The TIRCC Breakfast & Other Thoughts

First, let me say, as someone who has been sucked into boring, long meetings designed to break your soul, whoever put together the TIRCC breakfast is a miracle workers.  It really was just an hour (a little less, if I’m remembering it right) and it was light and informative, with some serious notes thrown in there to remind folks what it is their supporting and why.

But what got me thinking was how folks were talking about the awesomeness of diversity and what great additions immigrants make to our community.  Of course, I believe this to be true.  And they also talked about the important work they do to help the communities that receive these immigrants to deal with the influx of new people successfully.

Because, of course, as we all know, that’s been the hard part.
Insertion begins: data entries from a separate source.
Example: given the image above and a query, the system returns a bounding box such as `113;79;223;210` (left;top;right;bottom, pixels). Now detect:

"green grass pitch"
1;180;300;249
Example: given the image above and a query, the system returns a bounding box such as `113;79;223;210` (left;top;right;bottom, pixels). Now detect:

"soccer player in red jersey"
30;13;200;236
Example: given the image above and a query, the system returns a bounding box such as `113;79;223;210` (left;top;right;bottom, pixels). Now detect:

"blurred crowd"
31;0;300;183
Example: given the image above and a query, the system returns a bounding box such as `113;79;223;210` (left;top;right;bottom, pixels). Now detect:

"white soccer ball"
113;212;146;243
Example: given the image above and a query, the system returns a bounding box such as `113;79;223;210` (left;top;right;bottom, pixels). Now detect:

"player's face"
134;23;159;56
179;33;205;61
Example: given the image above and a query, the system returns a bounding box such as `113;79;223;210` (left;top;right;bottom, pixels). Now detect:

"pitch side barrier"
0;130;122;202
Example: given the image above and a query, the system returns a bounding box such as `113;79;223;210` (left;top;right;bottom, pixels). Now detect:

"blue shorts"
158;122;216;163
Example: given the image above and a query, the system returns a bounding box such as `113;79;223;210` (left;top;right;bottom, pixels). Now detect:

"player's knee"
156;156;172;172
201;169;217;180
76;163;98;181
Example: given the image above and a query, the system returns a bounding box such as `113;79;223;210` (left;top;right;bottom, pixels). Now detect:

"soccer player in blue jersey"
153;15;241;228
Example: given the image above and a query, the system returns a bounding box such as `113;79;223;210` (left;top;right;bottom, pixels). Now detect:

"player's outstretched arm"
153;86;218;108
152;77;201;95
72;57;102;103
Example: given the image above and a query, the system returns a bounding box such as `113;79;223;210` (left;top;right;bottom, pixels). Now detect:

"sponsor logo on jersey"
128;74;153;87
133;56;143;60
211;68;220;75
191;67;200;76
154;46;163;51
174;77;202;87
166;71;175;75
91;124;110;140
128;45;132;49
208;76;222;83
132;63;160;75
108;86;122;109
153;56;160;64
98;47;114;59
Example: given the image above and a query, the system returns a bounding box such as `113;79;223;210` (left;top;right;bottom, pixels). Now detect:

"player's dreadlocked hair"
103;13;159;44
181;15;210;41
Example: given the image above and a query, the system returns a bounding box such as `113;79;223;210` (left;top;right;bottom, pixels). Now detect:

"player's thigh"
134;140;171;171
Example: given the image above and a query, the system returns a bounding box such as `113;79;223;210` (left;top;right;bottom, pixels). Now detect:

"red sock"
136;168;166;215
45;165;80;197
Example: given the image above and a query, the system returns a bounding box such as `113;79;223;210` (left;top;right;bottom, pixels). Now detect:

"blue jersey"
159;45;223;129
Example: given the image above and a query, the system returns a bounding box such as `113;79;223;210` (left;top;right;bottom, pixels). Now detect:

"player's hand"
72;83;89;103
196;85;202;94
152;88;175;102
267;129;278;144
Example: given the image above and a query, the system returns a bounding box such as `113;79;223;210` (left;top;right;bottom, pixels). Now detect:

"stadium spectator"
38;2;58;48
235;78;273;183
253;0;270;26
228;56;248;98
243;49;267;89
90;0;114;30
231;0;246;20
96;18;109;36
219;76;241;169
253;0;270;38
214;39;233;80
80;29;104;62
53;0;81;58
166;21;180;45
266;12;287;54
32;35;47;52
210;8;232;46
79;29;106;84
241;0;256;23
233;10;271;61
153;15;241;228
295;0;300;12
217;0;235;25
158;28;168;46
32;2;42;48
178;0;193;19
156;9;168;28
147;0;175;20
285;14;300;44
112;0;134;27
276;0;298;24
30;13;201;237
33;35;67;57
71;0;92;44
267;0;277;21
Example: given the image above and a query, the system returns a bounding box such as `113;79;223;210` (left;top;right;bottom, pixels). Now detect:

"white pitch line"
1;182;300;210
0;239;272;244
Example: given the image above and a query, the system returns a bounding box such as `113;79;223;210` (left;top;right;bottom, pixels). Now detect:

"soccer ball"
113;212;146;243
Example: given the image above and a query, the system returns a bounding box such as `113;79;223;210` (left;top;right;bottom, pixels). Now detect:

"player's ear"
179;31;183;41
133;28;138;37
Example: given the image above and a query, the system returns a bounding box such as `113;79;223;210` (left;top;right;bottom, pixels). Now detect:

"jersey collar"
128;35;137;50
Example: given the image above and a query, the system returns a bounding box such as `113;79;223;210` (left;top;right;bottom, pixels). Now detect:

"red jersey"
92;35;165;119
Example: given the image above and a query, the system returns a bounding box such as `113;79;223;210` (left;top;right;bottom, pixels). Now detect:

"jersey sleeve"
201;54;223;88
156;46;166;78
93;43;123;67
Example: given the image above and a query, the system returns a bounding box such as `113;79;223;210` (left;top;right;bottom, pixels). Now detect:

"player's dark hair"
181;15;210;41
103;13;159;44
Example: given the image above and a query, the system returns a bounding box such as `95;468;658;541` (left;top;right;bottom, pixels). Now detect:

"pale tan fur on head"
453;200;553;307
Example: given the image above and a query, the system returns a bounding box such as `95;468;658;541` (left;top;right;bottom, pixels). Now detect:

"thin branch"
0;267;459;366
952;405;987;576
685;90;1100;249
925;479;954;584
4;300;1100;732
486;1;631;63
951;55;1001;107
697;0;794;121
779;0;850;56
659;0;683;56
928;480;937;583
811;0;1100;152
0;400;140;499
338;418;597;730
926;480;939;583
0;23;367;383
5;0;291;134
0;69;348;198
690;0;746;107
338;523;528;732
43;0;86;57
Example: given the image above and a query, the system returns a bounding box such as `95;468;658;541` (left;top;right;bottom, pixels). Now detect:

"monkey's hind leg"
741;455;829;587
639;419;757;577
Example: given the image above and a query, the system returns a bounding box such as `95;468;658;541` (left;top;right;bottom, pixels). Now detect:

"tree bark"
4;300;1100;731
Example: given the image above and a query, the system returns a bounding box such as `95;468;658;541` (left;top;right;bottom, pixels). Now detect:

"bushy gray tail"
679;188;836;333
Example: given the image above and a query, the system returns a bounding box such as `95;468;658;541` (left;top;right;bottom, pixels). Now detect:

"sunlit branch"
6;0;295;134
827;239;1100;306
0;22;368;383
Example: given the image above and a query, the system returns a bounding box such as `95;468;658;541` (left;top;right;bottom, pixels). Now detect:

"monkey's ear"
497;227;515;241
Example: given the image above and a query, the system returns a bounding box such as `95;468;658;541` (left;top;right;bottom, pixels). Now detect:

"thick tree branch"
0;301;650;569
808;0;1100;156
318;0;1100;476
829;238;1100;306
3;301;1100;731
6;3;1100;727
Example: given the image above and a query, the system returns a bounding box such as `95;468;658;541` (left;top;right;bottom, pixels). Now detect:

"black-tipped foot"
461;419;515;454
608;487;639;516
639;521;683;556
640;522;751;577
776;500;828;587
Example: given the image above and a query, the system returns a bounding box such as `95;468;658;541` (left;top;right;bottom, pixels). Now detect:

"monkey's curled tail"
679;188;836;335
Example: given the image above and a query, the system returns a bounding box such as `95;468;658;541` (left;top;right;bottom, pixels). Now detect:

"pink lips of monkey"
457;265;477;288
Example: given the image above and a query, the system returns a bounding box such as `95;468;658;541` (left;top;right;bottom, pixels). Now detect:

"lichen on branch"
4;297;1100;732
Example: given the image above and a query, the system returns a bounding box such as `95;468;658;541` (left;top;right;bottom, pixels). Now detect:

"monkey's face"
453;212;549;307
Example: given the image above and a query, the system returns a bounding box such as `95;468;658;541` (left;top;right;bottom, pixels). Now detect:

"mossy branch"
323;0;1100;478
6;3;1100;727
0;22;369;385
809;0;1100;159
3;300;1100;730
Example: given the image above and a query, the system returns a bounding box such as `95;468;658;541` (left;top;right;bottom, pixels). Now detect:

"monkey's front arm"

(As a side note, they showed this brief film and in the film was a segment where a couple of women with their small children were sitting around talking about how afraid they were of police raids and of the police in general, and it kind of made me want to throw up.)

But the whole thing got me thinking again about the rapid changes in my neighborhood, both on my side of 440 and on the side closer to West End.  Our side of the interstate is, with the exception of the big houses along Murphy Road, a typical working class-looking neighborhood in Nashville.  We have some a couple of apartment buildings, some houses that have been broken up into apartments, some modest-sized family homes, a bunch of those post-war Monopoly-house houses and a few tiny shotgun shacks.

On the other side of 440, there were more modest-sized family homes, quite a few condos that are just a step up from what we live in and quite a few apartment buildings.  All priced, though, so that people like us could afford to live here.

There’s a general problem with all of the houses in my neighborhood, which one of my co-workers discovered when she was looking to buy over here.  The bigger old houses tend to have really shitty foundations and tend to be held up by what appears to be glorified firewood–bark still on and everything.

I think there was a moment when homeowners in my neighborhood wondered if they could benefit from the gentrification trend going on in other parts of town.  So, for instance, the house that my co-worker looked at, when she looked at it, was listed for $210,000.  Considering the surrounding neighborhoods, that’s not unreasonable.  Considering the problems with the foundation, it was.

I hear that house sold this spring to a developer for $300,000.

It’s sitting empty, waiting to be torn down.

I’m sure that most of the new, high priced condos in my neighborhood are, at best, half full.

(I’m sure we’ve all heard rumors about how empty some of the new growth closer to downtown is, too, but I can’t speak to that personally.)

I have often wondered who’s buying these condos.

But sitting at breakfast, I began to wonder if I was missing the point.  Maybe the point is who is not buying the houses that used to be there.

I mean, let’s be honest, it doesn’t matter how close to work it is, we’re still not at the point here in Nashville where you’re going to get more than $75,000 for a three room shot-gun shack with no air conditioning.  I mean, no one who intends to live in that house would pay you more than that for it.  That house cannot be gentrified.

So, who would buy it?  Just across the street and two empty lots away from the $500,000 condos that are still half empty?

If you’re trying to create a neighborhood where rich people can experience urban but not too urban life, doesn’t it behoove you to shut down the possibility of the neighborhood becoming something else?

Deliberately keeping properties bought up and empty will do that.

I probably should have figured that out sooner.

Right now, in my neighborhood, I think this is about economics.  This is like a little donut-hole of regularness in the middle of a lot of wealth.  Transforming it so that it matches what’s going on down West End or closer to Vandy makes sense, especially if you’re convinced that you can afford to hold onto the empty housing until people whose lives and income match what’s going on down West End discover you and decide to buy in.

But it makes it a bitch for diversity, doesn’t it?

One thought on “The TIRCC Breakfast & Other Thoughts

  1. B, I think you may be reading too much intelligent planning into the situation. Never rule out the combination of greed and people not being quite as smart as they think they are when it comes to real estate.